One of the top ten rules of business was, never to have any personal effects at the office. Any
salesperson worth their salt would use the pictures, or humorous coffee mug, or sports knick-knack
as a way to connect with the mark. It also showed weakness for something which others, besides
salespersons, could exploit.
Lex Luthor had that business lesson drilled into him by his father, and had planned to follow it. It
should have been easy. A Luthor cared for nothing but self-image, everything else was disposable
income. Possessions were merely that -- things to have, which meant nothing.
Lex had an abundance of possessions. The few objects that held any sort of sentimental value to him
were packed away in a box stored in his father's attic, with the equally few things of his late
mother's Lionel Luthor had kept. There was nothing that Lex had of a personal nature which could
be used against him by other business men, gold-diggers, or his own father.
Until the picture.
Lex knew he should've boxed up the picture the moment Clark Kent had given it to him. Instead,
something possessed him to have it framed, and it now sat on the desk in his office where anyone
could see it. If ever there was a mistake Lex could make, having that picture would be it.
The picture was innocuous on the surface. Clark's friend, Chloe, had been taking candid
photographs at the Smallville Oktoberfest, and she'd snapped Lex and Clark seated on the back of
the Kent's truck, grinning at each other. They looked like polar opposites -- Lex, with his pale
completion and sophisticated clothes, cashmere and pleated trousers; Clark, with his farmer-tan,
worn jeans and flannel -- which was why Chloe had probably taken the photo. Once developed, she
had given the picture to Clark and Clark had given it to Lex, not knowing that by doing so he had
rattled Lex's carefully controlled self-image.

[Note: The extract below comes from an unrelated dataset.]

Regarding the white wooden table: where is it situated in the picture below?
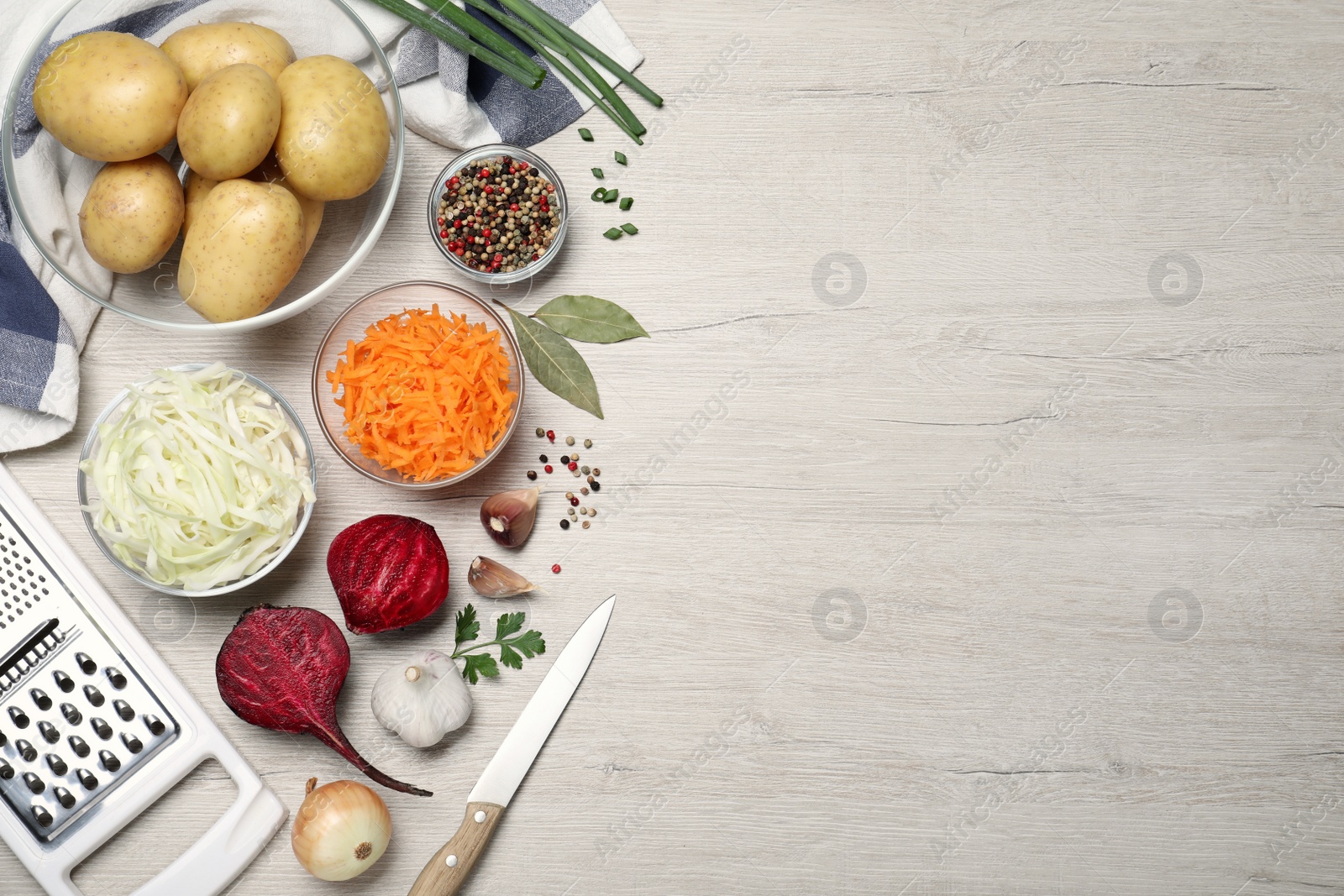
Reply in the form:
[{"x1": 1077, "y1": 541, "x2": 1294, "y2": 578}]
[{"x1": 0, "y1": 0, "x2": 1344, "y2": 896}]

Because Lex's smile in the picture was genuine, and his photographic self practically radiated
warmth and happiness.
"A Luthor is neither warm nor happy," Lex could hear his father say, "unless you're sitting in front
of a cozy fire with a just-signed multi-million dollar contract in your hands."
But Lex's father didn't know Clark, the angelic man-child with guileless blue eyes and easily
bruised heart, whose smile turned Lex inside-out. It was a disconcerting feeling, one that Lex never
had before meeting Clark. Lex was a cynic when it came to emotions such as affection and love.
Neither existed in his power-hungry world. He used people and was used in return, for his name or
his money. He didn't have friends, he had acquaintances and bed partners. And he certainly never
smiled like a joyful, carefree fool at any of them.
Lex wasn't at all sure if he liked the strange feelings Clark invoked, or wanted to accept that Clark
called him friend and meant it. But until he decided, the picture would sit on his desk as a reminder
that, for at least one moment in time, he had been truly happy without there being strings attached.
Besides, Clark looked like hot sex on toast in the picture.